Resumes that Sell You

Your resume does not have to tell everything. It is an appetizer which makes the prospective employer say, "Wow, I have to talk to this person and see how he/she did that!”

Start your resume with a Summary Statement. The Summary Statement goes directly under your name and address and is the first thing the person will read. Most resumes only get 11 to 20 seconds of attention before they are selected or discarded. It is critical, therefore, to grab the reader’s attention with powerful statements or it is unlikely that your job history and accomplishments will even be read. Your Summary Statement defines your overall skills, experience, and personal characteristics.

The first sentence of the summary must state the job title you want! This sets the recruiter’s mind and expectations. If you want to be a sales person, start your summary with something like: "An energetic Business Development Professional with 6 years of experience in chemical sales. Established track record for doubling regional sales in first year." This tells the reader your search objective and a major accomplishment.

Dynamically express personal characteristics. These are the attributes which will distinguish you from someone with similar training and experience such as: "a creative problem-solver, team player, and leader, known for ability to create trust and loyalty with customers."

Key talents. Below the Summary Statement, you can have several columns of key talents, skills, and experience. Use key words important to your type of job and industry.
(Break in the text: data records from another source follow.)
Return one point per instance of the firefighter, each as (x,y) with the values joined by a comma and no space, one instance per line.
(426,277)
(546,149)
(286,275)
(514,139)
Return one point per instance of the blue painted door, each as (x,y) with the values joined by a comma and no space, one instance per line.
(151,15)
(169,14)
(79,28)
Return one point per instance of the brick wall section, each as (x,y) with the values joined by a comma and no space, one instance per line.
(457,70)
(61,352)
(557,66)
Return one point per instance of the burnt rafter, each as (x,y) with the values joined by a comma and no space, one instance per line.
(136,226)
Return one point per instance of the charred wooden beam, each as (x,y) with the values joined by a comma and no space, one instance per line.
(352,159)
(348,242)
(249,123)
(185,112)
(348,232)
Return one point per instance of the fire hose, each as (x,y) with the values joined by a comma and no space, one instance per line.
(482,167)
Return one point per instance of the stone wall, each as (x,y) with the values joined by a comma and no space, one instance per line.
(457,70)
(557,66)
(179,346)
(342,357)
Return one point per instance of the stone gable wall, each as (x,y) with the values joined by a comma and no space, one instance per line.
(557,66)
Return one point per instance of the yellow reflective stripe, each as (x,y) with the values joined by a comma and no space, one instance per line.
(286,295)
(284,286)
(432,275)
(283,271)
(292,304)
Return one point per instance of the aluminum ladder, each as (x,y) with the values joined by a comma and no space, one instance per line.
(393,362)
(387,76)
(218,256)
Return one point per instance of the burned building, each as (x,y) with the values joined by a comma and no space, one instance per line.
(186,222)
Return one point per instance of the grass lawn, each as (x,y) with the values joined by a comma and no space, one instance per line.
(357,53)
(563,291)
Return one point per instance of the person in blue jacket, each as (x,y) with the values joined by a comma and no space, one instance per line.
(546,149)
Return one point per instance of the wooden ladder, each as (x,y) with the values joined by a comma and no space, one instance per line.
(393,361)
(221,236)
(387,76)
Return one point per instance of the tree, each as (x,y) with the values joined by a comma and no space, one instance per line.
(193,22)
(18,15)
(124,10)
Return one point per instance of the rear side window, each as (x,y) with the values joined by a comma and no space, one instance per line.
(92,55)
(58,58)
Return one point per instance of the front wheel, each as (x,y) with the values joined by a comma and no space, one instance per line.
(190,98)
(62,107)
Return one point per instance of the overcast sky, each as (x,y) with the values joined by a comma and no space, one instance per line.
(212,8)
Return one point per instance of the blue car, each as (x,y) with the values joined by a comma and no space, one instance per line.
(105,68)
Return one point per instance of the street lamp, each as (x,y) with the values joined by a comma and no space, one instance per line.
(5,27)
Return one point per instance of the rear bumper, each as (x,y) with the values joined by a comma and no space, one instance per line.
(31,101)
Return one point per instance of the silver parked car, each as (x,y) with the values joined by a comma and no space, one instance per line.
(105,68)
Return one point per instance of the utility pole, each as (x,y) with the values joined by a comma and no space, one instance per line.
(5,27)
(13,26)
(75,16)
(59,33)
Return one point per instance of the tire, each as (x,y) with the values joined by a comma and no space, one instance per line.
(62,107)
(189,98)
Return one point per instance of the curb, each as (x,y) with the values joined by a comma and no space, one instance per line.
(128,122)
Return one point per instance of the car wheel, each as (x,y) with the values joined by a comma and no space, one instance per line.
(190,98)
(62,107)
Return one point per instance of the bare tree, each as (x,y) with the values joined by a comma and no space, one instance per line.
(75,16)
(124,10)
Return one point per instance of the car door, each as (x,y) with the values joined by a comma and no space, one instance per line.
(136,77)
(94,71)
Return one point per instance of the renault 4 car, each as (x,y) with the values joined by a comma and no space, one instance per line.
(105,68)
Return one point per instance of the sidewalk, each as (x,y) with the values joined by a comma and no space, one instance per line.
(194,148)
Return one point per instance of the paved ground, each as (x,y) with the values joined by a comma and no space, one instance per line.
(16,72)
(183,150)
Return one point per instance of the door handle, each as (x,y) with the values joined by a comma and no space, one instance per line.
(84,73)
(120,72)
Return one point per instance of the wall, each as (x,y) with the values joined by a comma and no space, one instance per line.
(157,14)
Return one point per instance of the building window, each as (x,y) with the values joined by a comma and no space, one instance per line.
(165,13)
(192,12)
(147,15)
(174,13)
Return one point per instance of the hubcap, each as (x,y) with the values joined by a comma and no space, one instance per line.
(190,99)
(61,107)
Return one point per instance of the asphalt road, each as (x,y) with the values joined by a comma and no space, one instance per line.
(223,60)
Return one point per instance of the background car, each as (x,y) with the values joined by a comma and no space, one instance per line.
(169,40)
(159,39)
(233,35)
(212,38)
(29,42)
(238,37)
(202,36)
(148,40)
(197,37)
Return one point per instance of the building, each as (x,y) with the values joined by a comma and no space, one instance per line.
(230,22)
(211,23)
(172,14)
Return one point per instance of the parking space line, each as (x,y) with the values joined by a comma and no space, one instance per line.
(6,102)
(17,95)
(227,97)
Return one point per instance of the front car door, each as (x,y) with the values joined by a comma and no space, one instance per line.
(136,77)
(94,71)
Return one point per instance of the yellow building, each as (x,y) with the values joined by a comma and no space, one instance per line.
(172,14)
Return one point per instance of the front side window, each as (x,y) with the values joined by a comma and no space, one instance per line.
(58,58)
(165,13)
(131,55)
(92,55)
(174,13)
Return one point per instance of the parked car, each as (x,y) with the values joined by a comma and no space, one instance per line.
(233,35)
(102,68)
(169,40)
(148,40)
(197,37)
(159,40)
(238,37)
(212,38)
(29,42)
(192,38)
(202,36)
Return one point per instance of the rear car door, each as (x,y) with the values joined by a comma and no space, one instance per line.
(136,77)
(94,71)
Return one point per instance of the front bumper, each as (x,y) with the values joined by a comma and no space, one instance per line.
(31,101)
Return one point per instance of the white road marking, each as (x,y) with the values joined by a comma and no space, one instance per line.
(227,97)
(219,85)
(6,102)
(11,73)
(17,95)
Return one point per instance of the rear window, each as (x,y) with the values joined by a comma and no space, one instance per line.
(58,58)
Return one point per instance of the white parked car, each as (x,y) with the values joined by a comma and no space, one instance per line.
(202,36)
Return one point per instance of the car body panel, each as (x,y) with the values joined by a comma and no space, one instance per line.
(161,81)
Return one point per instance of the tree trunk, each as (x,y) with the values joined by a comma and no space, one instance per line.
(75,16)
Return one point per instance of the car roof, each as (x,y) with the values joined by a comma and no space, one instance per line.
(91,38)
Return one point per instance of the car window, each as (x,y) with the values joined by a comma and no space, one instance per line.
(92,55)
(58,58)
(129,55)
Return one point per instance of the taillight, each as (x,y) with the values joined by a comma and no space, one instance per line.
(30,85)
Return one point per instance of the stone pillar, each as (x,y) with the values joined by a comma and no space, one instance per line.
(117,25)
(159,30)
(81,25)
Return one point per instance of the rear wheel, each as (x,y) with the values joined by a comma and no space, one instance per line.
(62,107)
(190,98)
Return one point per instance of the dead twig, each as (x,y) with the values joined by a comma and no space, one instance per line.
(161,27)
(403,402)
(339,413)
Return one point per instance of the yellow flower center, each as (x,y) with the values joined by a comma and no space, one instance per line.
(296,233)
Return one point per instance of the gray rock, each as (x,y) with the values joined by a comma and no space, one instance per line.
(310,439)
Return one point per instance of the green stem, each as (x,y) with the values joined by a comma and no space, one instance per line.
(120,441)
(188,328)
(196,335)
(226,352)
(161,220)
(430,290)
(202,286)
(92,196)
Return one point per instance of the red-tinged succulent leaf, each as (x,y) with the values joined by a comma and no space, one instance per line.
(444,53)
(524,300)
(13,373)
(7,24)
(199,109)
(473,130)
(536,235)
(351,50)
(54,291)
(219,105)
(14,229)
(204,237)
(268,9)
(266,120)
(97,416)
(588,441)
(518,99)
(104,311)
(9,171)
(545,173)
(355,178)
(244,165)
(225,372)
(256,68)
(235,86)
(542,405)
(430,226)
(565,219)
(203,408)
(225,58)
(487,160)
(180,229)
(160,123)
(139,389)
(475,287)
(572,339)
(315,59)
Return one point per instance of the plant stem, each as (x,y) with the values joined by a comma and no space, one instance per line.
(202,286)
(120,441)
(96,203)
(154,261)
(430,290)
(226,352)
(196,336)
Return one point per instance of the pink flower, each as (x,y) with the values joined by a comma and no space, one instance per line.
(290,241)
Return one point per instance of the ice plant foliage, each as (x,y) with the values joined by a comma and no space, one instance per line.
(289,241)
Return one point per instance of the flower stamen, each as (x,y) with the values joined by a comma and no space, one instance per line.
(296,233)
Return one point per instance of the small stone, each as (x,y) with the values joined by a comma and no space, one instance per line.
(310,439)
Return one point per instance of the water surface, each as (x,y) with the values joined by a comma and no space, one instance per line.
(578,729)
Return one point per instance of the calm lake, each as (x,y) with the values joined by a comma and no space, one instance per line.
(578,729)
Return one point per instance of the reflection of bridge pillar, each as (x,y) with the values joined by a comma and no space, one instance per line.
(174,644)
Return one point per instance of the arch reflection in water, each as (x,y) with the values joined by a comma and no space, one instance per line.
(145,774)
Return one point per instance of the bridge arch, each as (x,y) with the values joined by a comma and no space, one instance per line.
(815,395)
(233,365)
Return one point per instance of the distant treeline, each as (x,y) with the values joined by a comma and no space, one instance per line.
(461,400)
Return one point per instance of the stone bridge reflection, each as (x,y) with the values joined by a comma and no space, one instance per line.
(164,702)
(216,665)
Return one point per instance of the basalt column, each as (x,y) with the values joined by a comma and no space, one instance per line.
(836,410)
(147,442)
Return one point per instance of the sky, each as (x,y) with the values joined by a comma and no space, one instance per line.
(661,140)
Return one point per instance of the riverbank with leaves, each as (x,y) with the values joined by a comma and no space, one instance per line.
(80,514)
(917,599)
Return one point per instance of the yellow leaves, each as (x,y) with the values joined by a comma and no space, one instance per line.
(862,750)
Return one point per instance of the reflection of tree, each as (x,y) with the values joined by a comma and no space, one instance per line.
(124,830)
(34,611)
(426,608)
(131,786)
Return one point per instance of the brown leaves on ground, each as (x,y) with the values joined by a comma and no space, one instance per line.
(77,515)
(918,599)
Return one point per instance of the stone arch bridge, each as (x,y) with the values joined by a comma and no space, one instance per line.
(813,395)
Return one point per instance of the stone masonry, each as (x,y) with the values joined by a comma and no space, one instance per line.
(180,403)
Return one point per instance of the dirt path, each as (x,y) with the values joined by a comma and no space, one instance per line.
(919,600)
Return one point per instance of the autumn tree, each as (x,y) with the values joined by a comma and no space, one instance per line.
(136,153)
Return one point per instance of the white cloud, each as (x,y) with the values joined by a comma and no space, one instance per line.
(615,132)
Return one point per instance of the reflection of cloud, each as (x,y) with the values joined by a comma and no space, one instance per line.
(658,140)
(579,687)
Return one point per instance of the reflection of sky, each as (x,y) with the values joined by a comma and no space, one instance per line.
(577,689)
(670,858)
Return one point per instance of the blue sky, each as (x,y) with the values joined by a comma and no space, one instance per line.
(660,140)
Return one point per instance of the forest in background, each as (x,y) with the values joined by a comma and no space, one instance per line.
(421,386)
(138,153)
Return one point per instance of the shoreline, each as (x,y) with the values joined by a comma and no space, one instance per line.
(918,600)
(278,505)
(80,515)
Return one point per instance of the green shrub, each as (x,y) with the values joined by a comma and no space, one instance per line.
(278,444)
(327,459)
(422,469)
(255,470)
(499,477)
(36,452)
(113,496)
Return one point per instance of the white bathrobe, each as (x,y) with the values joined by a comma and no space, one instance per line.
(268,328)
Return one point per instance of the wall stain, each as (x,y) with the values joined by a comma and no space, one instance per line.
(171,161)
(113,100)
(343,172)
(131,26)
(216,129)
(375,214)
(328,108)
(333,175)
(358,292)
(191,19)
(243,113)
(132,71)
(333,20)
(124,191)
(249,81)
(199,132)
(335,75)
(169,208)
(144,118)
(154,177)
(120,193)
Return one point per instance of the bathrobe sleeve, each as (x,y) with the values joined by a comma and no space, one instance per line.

Accomplishment statements. Never start a sentence with “responsible for.” The recruiter's thought is, “So what! Did he/she accomplish anything?” A good accomplishment statement formula is Problem + Action = Benefit.

Always start with an action verb. Try something like: designed, developed, implemented, maintained, created, resolved, managed, supervised, spearheaded, initiated, salvaged, saved, increased, decreased, etc.

Use quantitative numbers to demonstrate the level of your capability and responsibility. It is important for your prospective employer to appreciate the scope and dollar value of the work you have done. For example, "Supervised/managed a team of 16 people on a $3 million project which saved the client company $500,000."

Sell your benefits. This is your personal sales brochure. Sales are about customer benefits. Go back through each job you listed. Rewrite the description of each one to make 90 percent of what you say an accomplishment and/or benefit to the employer and/or the employer's client. Keep your statements short, concise, and meaningful. You can expand on the details in the interview. The prospective employer wants to know what problems you can solve for him or her.

Education and training. Put all educational data at the very end with degrees earned, name(s) of university, and no graduation date. You may also list career-specific training such as certifications, Six Sigma, SAP, and management training.